The optimal pain management concept in children after tonsil surgery is controversial. Ibuprofen on an “around-the-clock” basis has been suggested to control postoperative pain sufficiently. Therefore, we established a standard scheme with weight-adapted recommended maximum ibuprofen dose. A reliable assessment of pain intensity can be performed with the Children’s and Infants’ Postoperative Pain Scale (CHIPPS) in children < 5 years, or with the Faces Pain Scale-Revised (FPS-R) in children aged ≥ 5 years. The Parents’ Postoperative Pain Measure (PPPM-D) may be a useful tool for both age groups. We hypothesized that not more than 30% of the children would need an opioid rescue medication during their in-hospital stay and analyzed the consistency of the PPPM-D with other pain scales.

Methods

We included 158 in-patients aged 2–12 years. Ibuprofen was orally administered every 8 h.
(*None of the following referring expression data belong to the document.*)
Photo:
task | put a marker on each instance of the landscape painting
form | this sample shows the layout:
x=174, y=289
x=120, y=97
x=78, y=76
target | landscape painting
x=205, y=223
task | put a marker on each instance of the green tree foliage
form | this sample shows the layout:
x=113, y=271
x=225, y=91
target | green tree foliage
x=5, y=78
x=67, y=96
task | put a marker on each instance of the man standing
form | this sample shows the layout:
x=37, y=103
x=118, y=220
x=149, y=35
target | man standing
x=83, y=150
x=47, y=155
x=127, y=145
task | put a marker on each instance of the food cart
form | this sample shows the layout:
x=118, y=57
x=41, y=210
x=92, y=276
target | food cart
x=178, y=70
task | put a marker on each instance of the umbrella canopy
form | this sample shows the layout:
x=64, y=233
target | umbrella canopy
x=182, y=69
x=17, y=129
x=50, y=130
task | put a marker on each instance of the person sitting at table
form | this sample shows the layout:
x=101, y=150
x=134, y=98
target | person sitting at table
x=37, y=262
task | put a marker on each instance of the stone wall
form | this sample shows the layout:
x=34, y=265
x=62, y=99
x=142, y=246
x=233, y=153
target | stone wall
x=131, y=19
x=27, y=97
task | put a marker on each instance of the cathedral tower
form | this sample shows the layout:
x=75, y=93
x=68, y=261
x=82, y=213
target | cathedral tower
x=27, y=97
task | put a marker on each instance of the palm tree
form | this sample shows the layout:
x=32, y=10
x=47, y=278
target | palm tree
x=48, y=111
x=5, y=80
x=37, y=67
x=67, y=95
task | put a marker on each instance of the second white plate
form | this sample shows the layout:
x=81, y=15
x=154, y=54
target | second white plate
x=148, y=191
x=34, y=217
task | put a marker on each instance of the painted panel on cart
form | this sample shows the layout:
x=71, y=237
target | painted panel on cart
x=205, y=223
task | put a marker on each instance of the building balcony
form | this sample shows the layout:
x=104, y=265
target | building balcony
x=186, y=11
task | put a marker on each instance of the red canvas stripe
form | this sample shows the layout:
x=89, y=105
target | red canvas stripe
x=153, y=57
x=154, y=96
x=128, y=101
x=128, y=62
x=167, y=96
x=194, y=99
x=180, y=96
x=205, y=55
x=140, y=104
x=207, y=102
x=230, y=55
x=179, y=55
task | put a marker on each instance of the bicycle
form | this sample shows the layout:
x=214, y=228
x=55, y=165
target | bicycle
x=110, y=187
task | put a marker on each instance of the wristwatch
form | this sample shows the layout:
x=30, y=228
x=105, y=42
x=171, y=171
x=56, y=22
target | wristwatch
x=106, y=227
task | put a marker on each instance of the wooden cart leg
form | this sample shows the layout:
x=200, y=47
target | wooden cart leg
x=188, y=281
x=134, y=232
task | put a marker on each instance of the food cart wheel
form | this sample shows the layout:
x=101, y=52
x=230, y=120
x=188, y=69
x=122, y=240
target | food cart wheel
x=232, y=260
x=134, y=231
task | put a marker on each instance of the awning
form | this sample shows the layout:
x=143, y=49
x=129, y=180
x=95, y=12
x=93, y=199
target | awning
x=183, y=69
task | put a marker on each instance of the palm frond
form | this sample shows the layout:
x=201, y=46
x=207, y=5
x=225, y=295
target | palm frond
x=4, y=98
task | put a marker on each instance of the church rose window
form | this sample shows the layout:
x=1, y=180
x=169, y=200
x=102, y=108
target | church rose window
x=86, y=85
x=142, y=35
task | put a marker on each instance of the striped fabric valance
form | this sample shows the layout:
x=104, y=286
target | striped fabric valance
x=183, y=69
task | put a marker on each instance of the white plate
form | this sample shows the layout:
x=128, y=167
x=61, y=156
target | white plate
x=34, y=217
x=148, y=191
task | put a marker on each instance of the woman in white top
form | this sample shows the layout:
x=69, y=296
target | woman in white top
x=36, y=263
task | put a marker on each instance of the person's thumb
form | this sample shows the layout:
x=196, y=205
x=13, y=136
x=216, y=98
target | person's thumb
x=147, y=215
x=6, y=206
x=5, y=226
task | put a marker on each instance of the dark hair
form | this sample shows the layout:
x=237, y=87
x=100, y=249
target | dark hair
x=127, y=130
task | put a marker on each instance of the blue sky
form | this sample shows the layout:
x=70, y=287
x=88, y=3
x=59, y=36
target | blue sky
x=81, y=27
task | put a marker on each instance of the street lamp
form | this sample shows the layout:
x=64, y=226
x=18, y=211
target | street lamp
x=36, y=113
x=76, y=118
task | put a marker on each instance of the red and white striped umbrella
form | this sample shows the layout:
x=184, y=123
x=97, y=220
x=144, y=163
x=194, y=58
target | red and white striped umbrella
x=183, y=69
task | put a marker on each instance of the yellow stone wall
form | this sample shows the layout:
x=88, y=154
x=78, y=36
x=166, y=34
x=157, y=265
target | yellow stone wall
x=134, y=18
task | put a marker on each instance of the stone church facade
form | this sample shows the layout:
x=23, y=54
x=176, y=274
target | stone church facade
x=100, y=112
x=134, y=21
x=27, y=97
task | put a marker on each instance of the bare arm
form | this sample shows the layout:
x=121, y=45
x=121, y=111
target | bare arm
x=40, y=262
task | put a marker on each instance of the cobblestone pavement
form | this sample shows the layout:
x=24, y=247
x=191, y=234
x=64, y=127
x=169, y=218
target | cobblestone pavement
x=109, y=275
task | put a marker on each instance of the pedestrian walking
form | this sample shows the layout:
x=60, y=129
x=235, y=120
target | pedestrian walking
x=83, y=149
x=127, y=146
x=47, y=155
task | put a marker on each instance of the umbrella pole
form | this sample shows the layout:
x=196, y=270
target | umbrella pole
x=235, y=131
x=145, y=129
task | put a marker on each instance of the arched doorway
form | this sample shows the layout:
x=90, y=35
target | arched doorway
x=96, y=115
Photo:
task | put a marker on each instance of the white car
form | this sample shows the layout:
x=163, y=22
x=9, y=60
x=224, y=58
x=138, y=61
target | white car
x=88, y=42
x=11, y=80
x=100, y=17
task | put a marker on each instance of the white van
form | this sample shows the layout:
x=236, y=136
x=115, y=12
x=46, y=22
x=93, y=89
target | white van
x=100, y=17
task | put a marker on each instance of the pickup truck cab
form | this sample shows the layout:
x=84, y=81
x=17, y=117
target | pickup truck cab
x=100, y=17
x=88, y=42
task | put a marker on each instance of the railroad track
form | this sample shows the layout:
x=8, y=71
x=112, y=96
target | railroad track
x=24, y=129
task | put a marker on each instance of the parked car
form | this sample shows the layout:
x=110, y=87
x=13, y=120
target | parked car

Three times daily, pain scores were assessed by CHIPPS or FPS-R, respectively. The PPPM-D was used in all children. Exceeding the cut-off value in one of the tools was regarded as relevant pain.

Results

A rescue medication was needed in 82.1% of children after tonsillectomy and 51.3% of children after tonsillotomy (P < 0.001). The cut-off value for relevant pain was mostly exceeded in the PPPM-D, but its overall concordance to the reference scales was low.

Conclusion

High-dose ibuprofen “around-the-clock” is insufficient to control pain in children after tonsil surgery. Research is needed to find an optimal schema for management and assessment of postoperative pain.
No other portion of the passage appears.